The Crusaders considered this area a strategic location that would allow them to control traffic through the Jordan River below. However, the Crusaders were forced to surrender the fortress in 1189 after a Muslim siege that lasted 18 months.
You’ll find a rich array of gates, towers, and ramparts here that are still in pretty good shape, considering how long ago they were built.

After purchasing your entry ticket, you’ll approach the Outer Fortress and see an area for a moat surrounding imposing walls. Enjoy the panoramic view. A couple of exit points allowed inhabitants to sally forth against besiegers.
Here’s the complete list of major features you’ll see on a walking tour of Belvoir Castle, starting with the Outer Fortress:
- Moat
- Main Gate
- Outer Tower “The Barbican”
- Inner Eastern Gate
- Outer Fortress Vaults
- Water Cistern and Bathhouse
- Northeastern Corner Tower
- Inner Courtyard (Bailey)
Then you’ll proceed to the Inner Fortress, a 40-meter by 40-meter structure with a tower in each corner.
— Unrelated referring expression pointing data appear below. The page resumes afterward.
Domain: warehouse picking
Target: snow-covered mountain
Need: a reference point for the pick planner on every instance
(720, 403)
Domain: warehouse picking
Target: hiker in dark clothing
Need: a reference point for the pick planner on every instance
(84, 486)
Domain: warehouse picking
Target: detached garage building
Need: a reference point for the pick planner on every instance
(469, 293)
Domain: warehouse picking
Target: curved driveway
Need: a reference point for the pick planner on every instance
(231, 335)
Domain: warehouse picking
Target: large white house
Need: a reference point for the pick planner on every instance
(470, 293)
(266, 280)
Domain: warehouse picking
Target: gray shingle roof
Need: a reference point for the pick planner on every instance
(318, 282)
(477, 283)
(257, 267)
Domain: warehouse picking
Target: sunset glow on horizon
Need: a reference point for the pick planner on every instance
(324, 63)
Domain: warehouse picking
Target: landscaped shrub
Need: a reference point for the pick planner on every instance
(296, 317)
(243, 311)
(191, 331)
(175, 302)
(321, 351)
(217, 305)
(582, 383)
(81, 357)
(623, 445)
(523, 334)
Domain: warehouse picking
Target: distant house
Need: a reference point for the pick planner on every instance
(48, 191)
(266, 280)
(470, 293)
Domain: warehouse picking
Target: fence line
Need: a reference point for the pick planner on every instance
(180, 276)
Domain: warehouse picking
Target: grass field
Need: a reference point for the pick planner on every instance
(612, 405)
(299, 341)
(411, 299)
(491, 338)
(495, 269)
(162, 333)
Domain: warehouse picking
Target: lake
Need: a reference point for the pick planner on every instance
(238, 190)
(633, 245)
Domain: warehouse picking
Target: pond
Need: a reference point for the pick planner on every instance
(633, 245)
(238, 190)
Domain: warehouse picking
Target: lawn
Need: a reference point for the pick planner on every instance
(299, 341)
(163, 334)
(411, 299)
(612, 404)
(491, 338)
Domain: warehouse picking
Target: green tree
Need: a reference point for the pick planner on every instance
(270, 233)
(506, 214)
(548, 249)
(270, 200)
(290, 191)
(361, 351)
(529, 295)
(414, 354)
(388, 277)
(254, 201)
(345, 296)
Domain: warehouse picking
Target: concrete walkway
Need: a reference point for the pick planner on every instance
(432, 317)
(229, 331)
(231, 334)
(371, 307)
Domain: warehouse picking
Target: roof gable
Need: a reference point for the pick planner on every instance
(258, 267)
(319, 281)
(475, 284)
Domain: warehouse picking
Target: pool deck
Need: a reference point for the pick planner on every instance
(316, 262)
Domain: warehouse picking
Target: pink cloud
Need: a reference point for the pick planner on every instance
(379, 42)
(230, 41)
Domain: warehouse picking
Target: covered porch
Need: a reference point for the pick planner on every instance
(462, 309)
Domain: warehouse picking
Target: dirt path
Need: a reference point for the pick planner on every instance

It provided an additional protected area to which defenders could retreat if the Outer Fortress fell. Here you’ll find:
- The Inner Western Gate
- Vaults of the Inner Fortress (includes living quarters, kitchen, dining room, and laundry room)
- The Central Court (Bailey)
- Inner Corner Tower
- Postern (Sally Port)
- Drawbridge


During your visit, you might hear a thunderous boom in the distance–possibly artillery. It’s not too far from the Golan Heights. You might also see some interesting birds of prey and Griffon vultures here.
Onward from Beit Shean and Belvoir
If you have more time on your Israel itinerary and you’re looking for additional interesting day trips, you have plenty of good options. Some of these feature additional Roman ruins in Israel. Consider driving to the isolated palace-fortress of King Herod at Masada in eastern Israel’s desert. That’s where Jewish rebels made their last stand against Rome in the first century AD. It’s near the Dead Sea as well, so you can float with ease if you take a dip there after visiting Masada. Alternatively, you can visit the port city of Caesarea in western Israel.